The issue of racism is not my issue. I’m totally pro-integration. I’m hoping that was an unfortunate sloppy writing on my part that alas is going to live forever on Google. When I’m gone [in] 200 years, people will say “Oh, yes, he only did one thing in his life, a Donald Trump on racism—that’s who Hough was.”

TC: Can you talk about the courses you will be teaching?

JH: I’ll be teaching two courses, a lecture and a seminar on presidential strategy in the first term, which by the nature of things has to concentrate more on the primary. In the Fall semester it’ll be about what happened in the whole year.

I’m not going to be talking about racism one way or another. It’s just not my theme.

TC: What sort of perspective do you think you’ll bring to classes given that you’re planning to retire?

JH: It’s not only that I’m planning to retire, I’ve signed a paper. By the time I officially retire, I’ll be 83 years old, which may be a bit old in any case.

I think it makes a great class because [the students] see the world from an entirely different perspective. Not everybody on the faculty now actually remembers Pearl Harbor very well or did his first political activity for Dwight Eisenhower in [1952]. I teach a course that’s political strategy. I have a historical perspective. Like some others, I see America in 30-year cycles, that we had a cycle of the progressives in 1900, and the New Deal in the 1930s, then the revolutions of the [1960s]. The book I’m writing talks about five revolutions, including the women’s revolution.

Then most people say nothing new happened with Clinton. I say this was a great revolution when the new left took over the Democratic Party and moved far to the right, and when the Goldwater [faction] took over the Republican Party and moved it far to the right, so we’ve had essentially an extremely conservative, undemocratic 30 years.

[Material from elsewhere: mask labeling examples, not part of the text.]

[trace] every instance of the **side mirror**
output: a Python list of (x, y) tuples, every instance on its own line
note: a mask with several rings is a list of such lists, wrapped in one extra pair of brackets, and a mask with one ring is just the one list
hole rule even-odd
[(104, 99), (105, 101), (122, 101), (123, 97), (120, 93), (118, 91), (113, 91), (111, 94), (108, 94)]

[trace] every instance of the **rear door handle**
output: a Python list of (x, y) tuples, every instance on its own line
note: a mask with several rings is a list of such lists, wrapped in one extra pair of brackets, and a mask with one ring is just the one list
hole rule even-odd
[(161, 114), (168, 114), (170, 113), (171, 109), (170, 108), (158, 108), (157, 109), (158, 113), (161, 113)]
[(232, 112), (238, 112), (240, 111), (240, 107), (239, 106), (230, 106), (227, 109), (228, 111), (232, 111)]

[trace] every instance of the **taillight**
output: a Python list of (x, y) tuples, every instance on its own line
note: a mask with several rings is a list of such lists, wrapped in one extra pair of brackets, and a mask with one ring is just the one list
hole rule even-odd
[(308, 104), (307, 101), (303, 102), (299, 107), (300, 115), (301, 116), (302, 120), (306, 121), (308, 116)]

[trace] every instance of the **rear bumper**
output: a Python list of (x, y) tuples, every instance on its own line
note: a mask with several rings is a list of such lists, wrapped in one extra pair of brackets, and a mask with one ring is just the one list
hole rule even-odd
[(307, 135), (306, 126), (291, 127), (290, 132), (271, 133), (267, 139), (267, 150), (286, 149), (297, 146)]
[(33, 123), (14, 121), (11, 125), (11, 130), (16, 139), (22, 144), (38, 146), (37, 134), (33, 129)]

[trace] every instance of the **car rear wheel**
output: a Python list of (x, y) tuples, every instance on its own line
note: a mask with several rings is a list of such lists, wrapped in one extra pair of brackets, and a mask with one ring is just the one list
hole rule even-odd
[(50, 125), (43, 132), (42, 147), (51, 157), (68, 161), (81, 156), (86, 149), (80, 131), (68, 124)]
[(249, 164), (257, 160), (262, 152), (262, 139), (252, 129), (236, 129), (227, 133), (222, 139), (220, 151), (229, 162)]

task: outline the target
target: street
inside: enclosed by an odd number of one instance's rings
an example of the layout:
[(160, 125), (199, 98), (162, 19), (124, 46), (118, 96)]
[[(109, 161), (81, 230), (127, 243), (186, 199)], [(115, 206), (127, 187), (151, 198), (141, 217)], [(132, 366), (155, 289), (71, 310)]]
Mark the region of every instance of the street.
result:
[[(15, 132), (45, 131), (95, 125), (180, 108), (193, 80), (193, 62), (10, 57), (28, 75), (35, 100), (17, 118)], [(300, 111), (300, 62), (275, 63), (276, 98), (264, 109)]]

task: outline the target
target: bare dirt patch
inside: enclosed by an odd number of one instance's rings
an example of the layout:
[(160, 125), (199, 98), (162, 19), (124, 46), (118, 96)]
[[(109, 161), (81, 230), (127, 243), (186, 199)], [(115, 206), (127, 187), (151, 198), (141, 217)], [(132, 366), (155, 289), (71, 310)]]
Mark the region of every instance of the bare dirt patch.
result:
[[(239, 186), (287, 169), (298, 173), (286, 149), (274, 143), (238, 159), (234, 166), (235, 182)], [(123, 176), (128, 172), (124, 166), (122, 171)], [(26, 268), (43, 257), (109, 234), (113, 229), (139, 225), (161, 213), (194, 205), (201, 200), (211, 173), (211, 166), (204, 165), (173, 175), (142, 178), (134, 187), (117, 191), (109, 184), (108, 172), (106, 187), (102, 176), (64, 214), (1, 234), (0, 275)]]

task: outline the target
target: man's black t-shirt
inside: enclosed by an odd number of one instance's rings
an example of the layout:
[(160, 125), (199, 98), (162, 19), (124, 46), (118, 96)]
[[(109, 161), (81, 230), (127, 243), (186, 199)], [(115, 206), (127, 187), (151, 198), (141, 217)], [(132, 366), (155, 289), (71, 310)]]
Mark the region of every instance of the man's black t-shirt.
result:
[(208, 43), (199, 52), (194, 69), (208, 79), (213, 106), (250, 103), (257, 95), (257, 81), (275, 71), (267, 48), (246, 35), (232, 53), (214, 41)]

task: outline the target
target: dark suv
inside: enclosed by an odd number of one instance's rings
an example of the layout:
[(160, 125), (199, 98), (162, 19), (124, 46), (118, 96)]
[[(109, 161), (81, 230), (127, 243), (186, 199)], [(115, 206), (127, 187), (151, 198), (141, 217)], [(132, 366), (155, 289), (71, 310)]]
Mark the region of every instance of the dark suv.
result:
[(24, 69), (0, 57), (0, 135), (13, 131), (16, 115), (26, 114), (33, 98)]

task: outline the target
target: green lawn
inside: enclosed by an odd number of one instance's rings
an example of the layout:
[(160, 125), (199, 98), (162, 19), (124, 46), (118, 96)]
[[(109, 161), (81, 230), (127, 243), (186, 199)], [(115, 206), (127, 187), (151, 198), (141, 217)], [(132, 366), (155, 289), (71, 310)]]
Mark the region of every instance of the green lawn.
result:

You have these sorts of cultural issues. People like Brodhead—who was born in 1947, the same year as [Mitt] Romney and Hillary [Clinton]—these people are reliving their youth on the cultural issues, but on economic issues they were and are very conservative.

If you believe in the cycles, this too will pass. If you were born in 1947, you’re going to be 69 years old next year, and you too are moving towards retirement. The people who are going to be in the cycle from 2020 to 2050 are basically people born in the 1980s, who’s formative years were the rather wild economic times of the 1990s, of Bill [Clinton] and [George W.] Bush, and then the crash in 2007 and then the rather unsatisfactory results since. They’re going to be much more pro-old left, and there’s going to be a change in policy.

What I tell the students in the course is, “You’re going to be the ruling class in 30 years.” What the class should do is give you a sense of, “This too will pass.” The world that you are used to is not what it will be when you come to power, and you need to look at things with great perspective. If you want to make change, then you’re part of that change.

TC: How are you hoping the class will go when you get back to campus?

JH: I’m hoping that I’ll come back in January and it will be a course like any course. Normally, the course gets decent enrollment in presidential years, and there will be people coming in basically interested in this election, interested in what’s going to be a different thesis about the world they grew up in, the world they were born in.

The last time I was teaching Bill Clinton was a useful person to Duke students because he taught them about facts of life that they had never heard before. Your generation is too young to have learned anything about [Monica] Lewinsky and the like. And Bush is beginning to fade with you.

So the world you take for granted because it’s the only world you know is going to change, partly because because the Vietnam generation that has dominated the last 30 years will be gone by 2020. A new generation is going to come up who was formed in the chaos that led to 2007 and 2008. The thesis of the course is that the decisive elements when you’re in your 20s often have impacts 30 years later. That’s why there tends to be a 30 year cycle. So this is what I’m writing about, this is what I like to teach. I like talking it out with students, and I like getting feedback.

I don’t want any discussion of racism one way or the other, people praising me or not praising me. It’s not the subject of the course.